If the EC recognizes its role is more important as a “standards requirer” than a “standard setter” by leveraging the work of the IMP and IBC, it will be able to effectively set truly global standards for nonfinancial information. No other jurisdiction is close to following their leadership. U.S. regulators have lagged so far. Through the EU, de facto standards can be set that U.S. companies can follow.
Assuming a set of global standards for nonfinancial information are developed, the remaining technical question is the document in which they are reported so we can have true integrated reporting. The answer is simple. U.S.-listed companies can report this information in the required Management Discussion and Analysis. Companies using IFRS can report this in the voluntary Management Commentary. This should be made mandatory and is something the EC can do.

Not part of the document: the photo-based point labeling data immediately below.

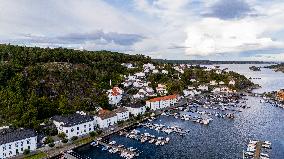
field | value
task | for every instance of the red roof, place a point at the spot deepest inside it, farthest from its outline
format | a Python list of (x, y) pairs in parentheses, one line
[(163, 98)]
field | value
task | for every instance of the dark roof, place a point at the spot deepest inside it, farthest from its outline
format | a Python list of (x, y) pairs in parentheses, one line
[(104, 114), (11, 135), (120, 110), (135, 105), (72, 120)]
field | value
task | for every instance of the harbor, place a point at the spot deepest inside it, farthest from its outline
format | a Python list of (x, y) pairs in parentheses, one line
[(224, 137)]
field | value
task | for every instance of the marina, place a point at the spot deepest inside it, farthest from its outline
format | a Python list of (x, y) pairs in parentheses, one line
[(224, 136)]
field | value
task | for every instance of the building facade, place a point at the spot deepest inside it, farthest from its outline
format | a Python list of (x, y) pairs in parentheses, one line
[(15, 141), (74, 125)]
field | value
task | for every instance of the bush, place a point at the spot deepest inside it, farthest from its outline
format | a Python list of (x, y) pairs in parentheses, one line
[(62, 135), (26, 151), (48, 140), (64, 140), (51, 145), (93, 133), (74, 138)]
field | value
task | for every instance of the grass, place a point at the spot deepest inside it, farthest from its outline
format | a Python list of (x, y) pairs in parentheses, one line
[(39, 155)]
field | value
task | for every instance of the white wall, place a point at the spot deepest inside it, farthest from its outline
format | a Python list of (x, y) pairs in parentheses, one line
[(77, 130), (10, 149)]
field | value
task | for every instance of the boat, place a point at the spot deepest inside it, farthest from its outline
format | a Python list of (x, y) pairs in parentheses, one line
[(94, 143), (105, 148)]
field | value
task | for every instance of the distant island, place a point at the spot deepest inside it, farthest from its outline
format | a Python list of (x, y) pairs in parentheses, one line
[(209, 62), (254, 68), (276, 68)]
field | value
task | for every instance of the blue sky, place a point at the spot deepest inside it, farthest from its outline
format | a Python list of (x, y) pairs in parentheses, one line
[(179, 29)]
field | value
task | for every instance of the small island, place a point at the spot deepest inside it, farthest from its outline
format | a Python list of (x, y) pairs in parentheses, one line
[(276, 68), (254, 68)]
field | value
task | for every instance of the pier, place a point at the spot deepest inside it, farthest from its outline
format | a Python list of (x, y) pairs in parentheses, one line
[(257, 150), (121, 149)]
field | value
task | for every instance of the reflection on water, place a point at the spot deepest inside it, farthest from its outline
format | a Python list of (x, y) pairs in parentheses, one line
[(222, 138), (270, 80)]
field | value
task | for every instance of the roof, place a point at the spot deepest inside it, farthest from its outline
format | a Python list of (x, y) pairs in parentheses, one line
[(105, 114), (72, 120), (135, 105), (11, 135), (120, 110), (163, 98)]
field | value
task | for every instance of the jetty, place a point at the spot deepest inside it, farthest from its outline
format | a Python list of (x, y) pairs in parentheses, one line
[(121, 149)]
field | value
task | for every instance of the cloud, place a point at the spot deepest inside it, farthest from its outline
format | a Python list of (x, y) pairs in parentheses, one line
[(81, 38), (231, 9), (212, 36)]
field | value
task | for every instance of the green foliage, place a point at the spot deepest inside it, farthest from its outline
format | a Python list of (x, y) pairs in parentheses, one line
[(64, 140), (37, 83), (62, 135)]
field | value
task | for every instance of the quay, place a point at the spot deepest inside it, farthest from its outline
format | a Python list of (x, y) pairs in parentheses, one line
[(121, 149), (257, 150)]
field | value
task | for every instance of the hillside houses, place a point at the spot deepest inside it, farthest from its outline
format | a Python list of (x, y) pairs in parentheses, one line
[(74, 125), (115, 95), (15, 141), (161, 89), (136, 109)]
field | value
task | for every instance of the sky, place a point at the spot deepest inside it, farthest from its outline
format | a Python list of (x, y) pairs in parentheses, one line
[(164, 29)]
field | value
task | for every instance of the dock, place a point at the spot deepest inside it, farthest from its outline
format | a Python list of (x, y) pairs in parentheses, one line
[(121, 149), (257, 150)]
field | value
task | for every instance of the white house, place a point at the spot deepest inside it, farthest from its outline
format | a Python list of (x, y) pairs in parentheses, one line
[(213, 83), (161, 89), (114, 95), (106, 118), (149, 66), (14, 141), (136, 109), (203, 88), (232, 82), (140, 74), (74, 125), (122, 114), (161, 102)]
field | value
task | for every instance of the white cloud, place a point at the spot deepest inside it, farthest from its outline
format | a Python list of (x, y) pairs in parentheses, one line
[(212, 35)]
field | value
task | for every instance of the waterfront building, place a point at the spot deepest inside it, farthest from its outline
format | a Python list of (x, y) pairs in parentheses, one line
[(161, 89), (161, 102), (115, 95), (213, 83), (280, 95), (15, 141), (122, 114), (155, 71), (74, 125), (203, 88), (136, 109), (106, 118)]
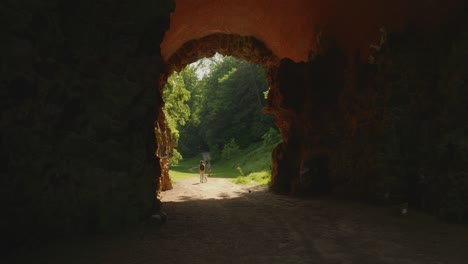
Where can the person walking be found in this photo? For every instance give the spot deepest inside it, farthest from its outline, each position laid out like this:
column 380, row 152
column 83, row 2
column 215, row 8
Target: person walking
column 201, row 170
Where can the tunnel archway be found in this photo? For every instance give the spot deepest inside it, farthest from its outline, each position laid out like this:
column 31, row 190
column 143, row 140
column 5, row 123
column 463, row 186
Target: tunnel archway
column 79, row 83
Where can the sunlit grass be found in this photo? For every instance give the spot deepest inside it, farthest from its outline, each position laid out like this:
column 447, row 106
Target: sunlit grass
column 250, row 167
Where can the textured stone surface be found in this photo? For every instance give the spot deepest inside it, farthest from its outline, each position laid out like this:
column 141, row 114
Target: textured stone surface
column 289, row 28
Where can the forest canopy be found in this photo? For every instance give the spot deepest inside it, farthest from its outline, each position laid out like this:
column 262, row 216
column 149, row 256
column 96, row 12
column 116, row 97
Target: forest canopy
column 215, row 105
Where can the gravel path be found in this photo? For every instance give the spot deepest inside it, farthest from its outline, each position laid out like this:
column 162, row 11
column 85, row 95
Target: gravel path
column 220, row 222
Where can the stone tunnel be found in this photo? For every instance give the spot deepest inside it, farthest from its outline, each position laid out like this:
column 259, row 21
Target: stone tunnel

For the first time in 30 years there is a real possibility to develop a set of high-quality global standards for nonfinancial information. This could get done by the end of 2020 or 2021 at the latest. Should it happen, all these groups and many others who collaborate in this effort can take credit. If it does not, they all need to shoulder the blame. I’m hopeful, but cautious. Putting the public interest before self-interest is one of the most challenging things for humans to do. But this is the time, if any, when enlightened self-interest must rule the day.